When I became a parent I wanted to emulate my mother. This was the best way to pay homage and honor all her sacrifices for us. I worked hard to not repeat mistakes she beckoned me not too. But there was one thing I repeated and it wouldn't fall up under failure but rather success albeit bittersweet. My mother had gifted me with the liberated freedom to fly free and soar high. Even though it frightened her she still encouraged me to chase after my dreams and fight for my goals knowing they would take me from home, very, very, far from home. I’ve spent most of my adulthood living away from my mother. I was maturing as an adult and parent in the earshot of her voice but far from her loving hugs.
In a series of unplanned and many unfortunate incidents I found myself back in the town I’d prayed so hard to get far and stay away from. Truthfully I came back kicking, screaming, and crying. But this space was exactly what my children needed to transition from childhood to young adulthood.
In a scene from our beloved fictitious ‘80s family the second oldest daughter returned home with a child who was preparing for the first day of preschool. This young new mother was explaining to the matriarch of the family how she was worried about her daughter’s first day of preschool. The somber scene is quickly interrupted with her daughter dashing down the stairs rushing quickly to the front door to eagerly exit for her big first day of preschool. Her mother is floored by her daughter’s exuberance all while coming to the conclusion this is just of one many fleeting moments to come.
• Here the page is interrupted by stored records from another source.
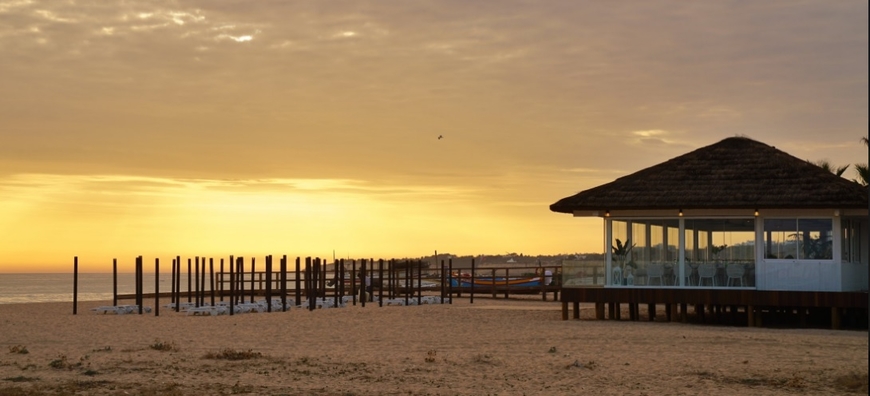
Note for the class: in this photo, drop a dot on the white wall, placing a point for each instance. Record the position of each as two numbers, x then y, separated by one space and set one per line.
799 275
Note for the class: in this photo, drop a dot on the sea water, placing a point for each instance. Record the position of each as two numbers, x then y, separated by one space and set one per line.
29 288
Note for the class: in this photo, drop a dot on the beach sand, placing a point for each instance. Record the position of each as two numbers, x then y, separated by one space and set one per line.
491 347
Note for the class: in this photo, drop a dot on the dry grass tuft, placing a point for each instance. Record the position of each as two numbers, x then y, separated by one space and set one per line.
229 354
163 346
19 349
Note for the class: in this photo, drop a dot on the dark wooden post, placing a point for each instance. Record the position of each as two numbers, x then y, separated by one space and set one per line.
115 282
473 274
269 283
308 289
75 285
493 283
335 282
419 282
178 284
240 279
380 282
408 282
298 281
189 280
355 278
220 281
232 267
507 282
172 286
156 287
253 275
450 284
362 284
451 279
211 278
141 273
202 281
196 283
284 283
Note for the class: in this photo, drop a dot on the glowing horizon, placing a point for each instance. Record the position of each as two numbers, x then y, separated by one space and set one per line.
164 128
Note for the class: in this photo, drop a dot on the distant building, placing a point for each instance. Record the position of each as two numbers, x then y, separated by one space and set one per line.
737 215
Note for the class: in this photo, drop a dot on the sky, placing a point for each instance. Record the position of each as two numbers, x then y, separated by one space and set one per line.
311 128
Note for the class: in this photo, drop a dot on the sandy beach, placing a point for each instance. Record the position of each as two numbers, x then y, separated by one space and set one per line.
491 347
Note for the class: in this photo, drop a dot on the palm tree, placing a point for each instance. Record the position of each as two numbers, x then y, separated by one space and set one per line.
863 172
826 165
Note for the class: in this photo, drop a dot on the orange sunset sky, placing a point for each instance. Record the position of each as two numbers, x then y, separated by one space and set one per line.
210 128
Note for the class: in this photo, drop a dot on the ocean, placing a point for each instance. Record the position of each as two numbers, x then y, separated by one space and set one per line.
29 288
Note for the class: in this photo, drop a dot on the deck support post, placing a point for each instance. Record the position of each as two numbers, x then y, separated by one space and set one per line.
750 315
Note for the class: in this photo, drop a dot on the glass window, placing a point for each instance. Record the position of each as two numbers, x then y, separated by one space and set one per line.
720 240
802 239
851 241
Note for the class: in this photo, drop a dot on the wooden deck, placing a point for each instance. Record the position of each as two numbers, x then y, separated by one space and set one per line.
739 307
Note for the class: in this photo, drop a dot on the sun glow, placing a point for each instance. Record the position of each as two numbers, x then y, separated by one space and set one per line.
101 217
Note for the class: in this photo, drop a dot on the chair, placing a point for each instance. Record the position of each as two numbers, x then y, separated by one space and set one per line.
689 274
735 272
655 270
707 271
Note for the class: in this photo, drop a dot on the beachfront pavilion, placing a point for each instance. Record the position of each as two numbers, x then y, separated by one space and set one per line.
736 225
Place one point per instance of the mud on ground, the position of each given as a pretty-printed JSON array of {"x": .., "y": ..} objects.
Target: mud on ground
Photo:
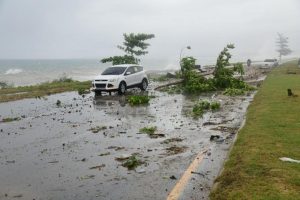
[{"x": 70, "y": 150}]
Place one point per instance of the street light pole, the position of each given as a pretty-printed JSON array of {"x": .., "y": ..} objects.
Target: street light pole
[{"x": 181, "y": 51}]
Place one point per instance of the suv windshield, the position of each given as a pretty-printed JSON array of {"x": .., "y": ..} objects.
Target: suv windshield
[{"x": 114, "y": 71}]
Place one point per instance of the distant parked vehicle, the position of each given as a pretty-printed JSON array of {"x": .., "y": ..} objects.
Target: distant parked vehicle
[
  {"x": 271, "y": 62},
  {"x": 120, "y": 78},
  {"x": 266, "y": 64}
]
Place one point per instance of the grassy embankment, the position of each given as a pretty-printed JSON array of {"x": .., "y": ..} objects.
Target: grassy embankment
[
  {"x": 43, "y": 89},
  {"x": 272, "y": 130}
]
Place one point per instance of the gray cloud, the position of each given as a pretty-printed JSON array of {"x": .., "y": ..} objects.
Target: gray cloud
[{"x": 92, "y": 29}]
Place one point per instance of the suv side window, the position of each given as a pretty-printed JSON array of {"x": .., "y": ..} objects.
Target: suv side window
[
  {"x": 139, "y": 69},
  {"x": 131, "y": 70}
]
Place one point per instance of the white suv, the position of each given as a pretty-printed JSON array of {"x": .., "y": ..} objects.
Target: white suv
[{"x": 119, "y": 78}]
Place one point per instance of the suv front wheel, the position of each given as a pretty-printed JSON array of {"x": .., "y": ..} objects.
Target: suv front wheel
[
  {"x": 122, "y": 88},
  {"x": 144, "y": 84}
]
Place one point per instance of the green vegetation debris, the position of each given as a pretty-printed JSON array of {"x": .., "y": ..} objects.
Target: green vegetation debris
[
  {"x": 148, "y": 130},
  {"x": 132, "y": 162},
  {"x": 58, "y": 103},
  {"x": 10, "y": 119},
  {"x": 202, "y": 106},
  {"x": 138, "y": 100},
  {"x": 97, "y": 129}
]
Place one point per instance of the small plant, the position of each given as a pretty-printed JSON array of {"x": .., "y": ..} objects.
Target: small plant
[
  {"x": 82, "y": 91},
  {"x": 97, "y": 129},
  {"x": 58, "y": 103},
  {"x": 215, "y": 106},
  {"x": 132, "y": 162},
  {"x": 138, "y": 100},
  {"x": 234, "y": 92},
  {"x": 148, "y": 130},
  {"x": 202, "y": 106},
  {"x": 11, "y": 119}
]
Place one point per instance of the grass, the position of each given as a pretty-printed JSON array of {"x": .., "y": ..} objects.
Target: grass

I felt this mother’s grasp on a changing tapestry she had no control over. Even as the things we do daily are woven into it as it becomes a beautiful crafted art piece for others to admire. We still breathe deeply as the patterns we’re familiar with change.
Paraphrasing one of my favorite artist “I hated moving but I had to go” in his song Nemo Money pens a beautiful love letter to his mother and sisters titled Postcard. The song tells how he hated leaving but leaving was the only way to chase his dreams.
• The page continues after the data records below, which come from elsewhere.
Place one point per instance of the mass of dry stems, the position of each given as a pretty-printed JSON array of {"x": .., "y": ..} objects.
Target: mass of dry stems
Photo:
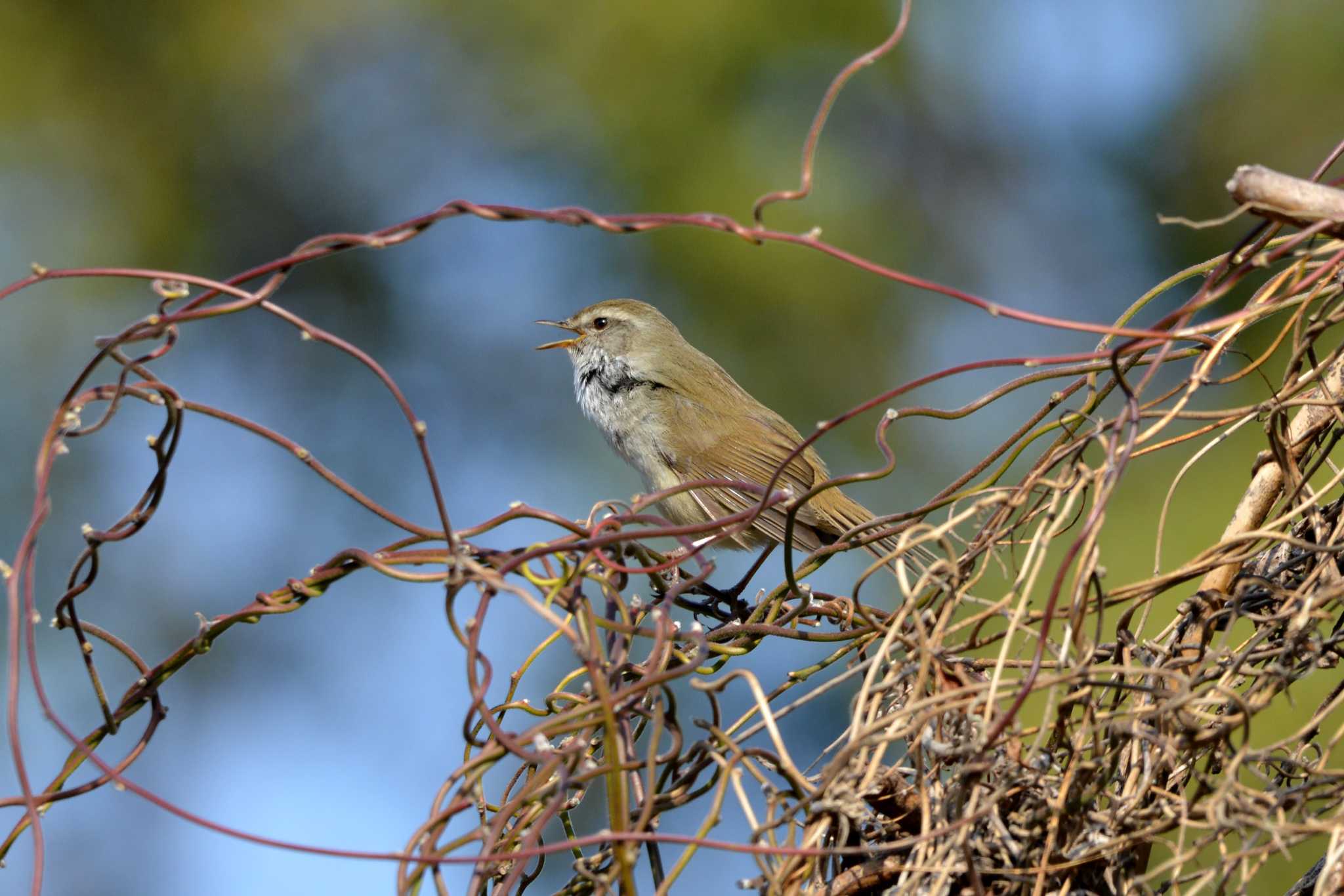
[{"x": 1020, "y": 720}]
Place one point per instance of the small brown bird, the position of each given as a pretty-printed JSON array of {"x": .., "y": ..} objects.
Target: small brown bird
[{"x": 675, "y": 415}]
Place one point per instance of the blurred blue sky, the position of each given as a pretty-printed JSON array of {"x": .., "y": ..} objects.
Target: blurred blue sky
[{"x": 1018, "y": 151}]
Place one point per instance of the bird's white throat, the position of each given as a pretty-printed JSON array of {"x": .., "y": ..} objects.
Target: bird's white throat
[{"x": 620, "y": 401}]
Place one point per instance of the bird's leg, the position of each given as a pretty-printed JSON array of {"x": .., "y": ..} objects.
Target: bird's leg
[{"x": 733, "y": 596}]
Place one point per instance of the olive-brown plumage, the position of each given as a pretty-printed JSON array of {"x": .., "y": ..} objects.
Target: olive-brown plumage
[{"x": 675, "y": 415}]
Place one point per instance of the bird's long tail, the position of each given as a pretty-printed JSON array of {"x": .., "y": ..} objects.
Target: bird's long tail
[{"x": 849, "y": 514}]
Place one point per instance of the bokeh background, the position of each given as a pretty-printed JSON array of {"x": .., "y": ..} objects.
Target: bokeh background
[{"x": 1017, "y": 151}]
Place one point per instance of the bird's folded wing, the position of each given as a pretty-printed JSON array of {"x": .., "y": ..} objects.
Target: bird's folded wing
[{"x": 751, "y": 451}]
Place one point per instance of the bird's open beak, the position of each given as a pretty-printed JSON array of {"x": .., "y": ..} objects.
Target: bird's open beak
[{"x": 564, "y": 343}]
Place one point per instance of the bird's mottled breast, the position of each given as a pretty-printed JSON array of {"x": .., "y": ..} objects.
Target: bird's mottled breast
[{"x": 621, "y": 403}]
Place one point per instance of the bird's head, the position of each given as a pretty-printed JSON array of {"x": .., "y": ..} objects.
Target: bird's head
[{"x": 619, "y": 328}]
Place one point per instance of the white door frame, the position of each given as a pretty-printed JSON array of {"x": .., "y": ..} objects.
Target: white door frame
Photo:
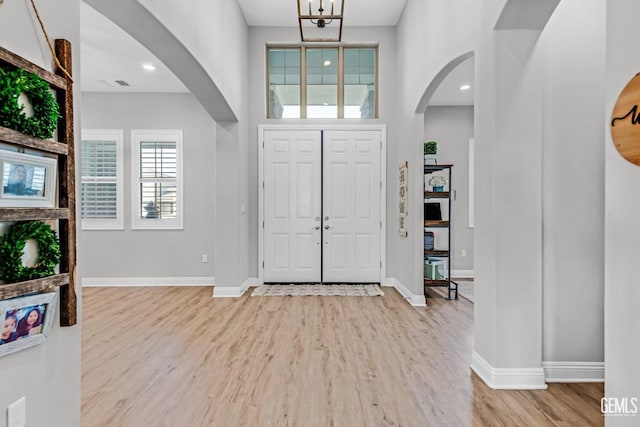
[{"x": 383, "y": 189}]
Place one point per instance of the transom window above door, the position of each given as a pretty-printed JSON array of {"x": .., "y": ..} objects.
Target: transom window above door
[{"x": 322, "y": 82}]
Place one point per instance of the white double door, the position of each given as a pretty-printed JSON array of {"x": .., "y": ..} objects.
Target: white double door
[{"x": 322, "y": 206}]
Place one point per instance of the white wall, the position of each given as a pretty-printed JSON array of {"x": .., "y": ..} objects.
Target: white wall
[
  {"x": 215, "y": 34},
  {"x": 430, "y": 35},
  {"x": 524, "y": 115},
  {"x": 48, "y": 374},
  {"x": 258, "y": 38},
  {"x": 157, "y": 253},
  {"x": 622, "y": 227},
  {"x": 573, "y": 182},
  {"x": 452, "y": 127}
]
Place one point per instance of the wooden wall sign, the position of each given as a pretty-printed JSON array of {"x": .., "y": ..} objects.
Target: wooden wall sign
[{"x": 625, "y": 121}]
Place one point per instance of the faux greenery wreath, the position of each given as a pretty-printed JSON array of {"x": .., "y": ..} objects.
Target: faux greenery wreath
[
  {"x": 45, "y": 108},
  {"x": 12, "y": 248}
]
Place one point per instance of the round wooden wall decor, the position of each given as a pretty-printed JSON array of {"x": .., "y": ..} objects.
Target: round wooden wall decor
[{"x": 625, "y": 121}]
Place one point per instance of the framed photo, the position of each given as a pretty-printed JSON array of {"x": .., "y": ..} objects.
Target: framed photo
[
  {"x": 26, "y": 321},
  {"x": 403, "y": 199},
  {"x": 27, "y": 180}
]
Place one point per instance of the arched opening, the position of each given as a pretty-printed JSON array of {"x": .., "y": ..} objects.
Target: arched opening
[{"x": 448, "y": 109}]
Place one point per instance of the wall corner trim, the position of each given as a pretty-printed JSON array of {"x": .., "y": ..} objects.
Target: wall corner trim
[
  {"x": 574, "y": 372},
  {"x": 413, "y": 299},
  {"x": 466, "y": 274},
  {"x": 508, "y": 378},
  {"x": 147, "y": 281},
  {"x": 221, "y": 291}
]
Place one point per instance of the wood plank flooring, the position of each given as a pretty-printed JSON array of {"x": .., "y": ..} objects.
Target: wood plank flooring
[{"x": 154, "y": 357}]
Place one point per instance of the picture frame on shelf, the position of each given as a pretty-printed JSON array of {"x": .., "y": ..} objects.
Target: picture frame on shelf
[
  {"x": 27, "y": 180},
  {"x": 26, "y": 321}
]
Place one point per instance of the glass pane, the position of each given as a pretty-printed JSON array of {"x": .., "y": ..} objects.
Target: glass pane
[
  {"x": 284, "y": 83},
  {"x": 322, "y": 83},
  {"x": 158, "y": 200},
  {"x": 359, "y": 83}
]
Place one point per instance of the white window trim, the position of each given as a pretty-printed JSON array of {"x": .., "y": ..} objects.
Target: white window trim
[
  {"x": 138, "y": 223},
  {"x": 116, "y": 135}
]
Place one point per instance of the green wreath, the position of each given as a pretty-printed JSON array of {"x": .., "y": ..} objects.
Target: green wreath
[
  {"x": 45, "y": 108},
  {"x": 12, "y": 249}
]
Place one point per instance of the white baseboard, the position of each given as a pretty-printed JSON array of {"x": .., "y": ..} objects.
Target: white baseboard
[
  {"x": 462, "y": 273},
  {"x": 508, "y": 378},
  {"x": 221, "y": 291},
  {"x": 147, "y": 281},
  {"x": 574, "y": 372},
  {"x": 413, "y": 299}
]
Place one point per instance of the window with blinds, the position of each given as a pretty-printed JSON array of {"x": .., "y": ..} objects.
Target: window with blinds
[
  {"x": 101, "y": 205},
  {"x": 158, "y": 193}
]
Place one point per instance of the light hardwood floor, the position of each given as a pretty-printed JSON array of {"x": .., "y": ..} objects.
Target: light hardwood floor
[{"x": 154, "y": 357}]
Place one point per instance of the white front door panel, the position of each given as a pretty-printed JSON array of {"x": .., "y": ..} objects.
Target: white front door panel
[
  {"x": 292, "y": 206},
  {"x": 351, "y": 206}
]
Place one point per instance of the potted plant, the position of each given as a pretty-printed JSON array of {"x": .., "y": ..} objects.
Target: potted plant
[
  {"x": 430, "y": 151},
  {"x": 437, "y": 182}
]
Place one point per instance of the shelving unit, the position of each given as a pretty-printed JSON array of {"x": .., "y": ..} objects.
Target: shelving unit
[
  {"x": 64, "y": 213},
  {"x": 444, "y": 197}
]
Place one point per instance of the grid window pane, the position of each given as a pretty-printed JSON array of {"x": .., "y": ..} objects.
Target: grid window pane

Today I dropped off my Princess at her dormitory to begin her spring semester. You’d think this would not be such a big deal to me since I have been taking she and her siblings most of their lives to some big away from home experience. However, it was and it made me more emotional than I expected especially as this is not her first semester in college. Why was the question I kept asking myself? Much like the young new mother from the television show I was preparing for thing and life has constantly giving signals and preparing me for something totally different.
Today I wrote this about dropping off my princess: My heart fluttered a little but as I felt the bird squirming in my hands I knew I could no longer hold on to it... it was time to let it go. It was time to let it fly. AND!! Just like that I opened my hands watching the bird leap into the air and begin to flap its wings as it flew away. I watched to see if it would turn around to look back but it didn't. But at least I got to see it land safely into its new nest.
I took my other child with me to drop off her sister. I needed the moral support. I pulled onto the parking as I have many times before but this time I felt a lump in my throat and tears welling in my eyes. I grabbed her and her sister’s hands and I begin to cry as I prayed over her exit from my vehicle to embark upon a new branch in her tree of life. She exited my vehicle and we drove off. When we pulled back up in front of our home I asked my youngest child aren’t you sad like mama? She replied, “No mama, she’s been trying to do this for a while now.” “I hated leaving but I had to go but when I come back I am make our lives magical and if I don’t at least I put on a show, I am be the man.” My son aka Nemo Money taught me the value in growing with your children even when it hurts to see them go.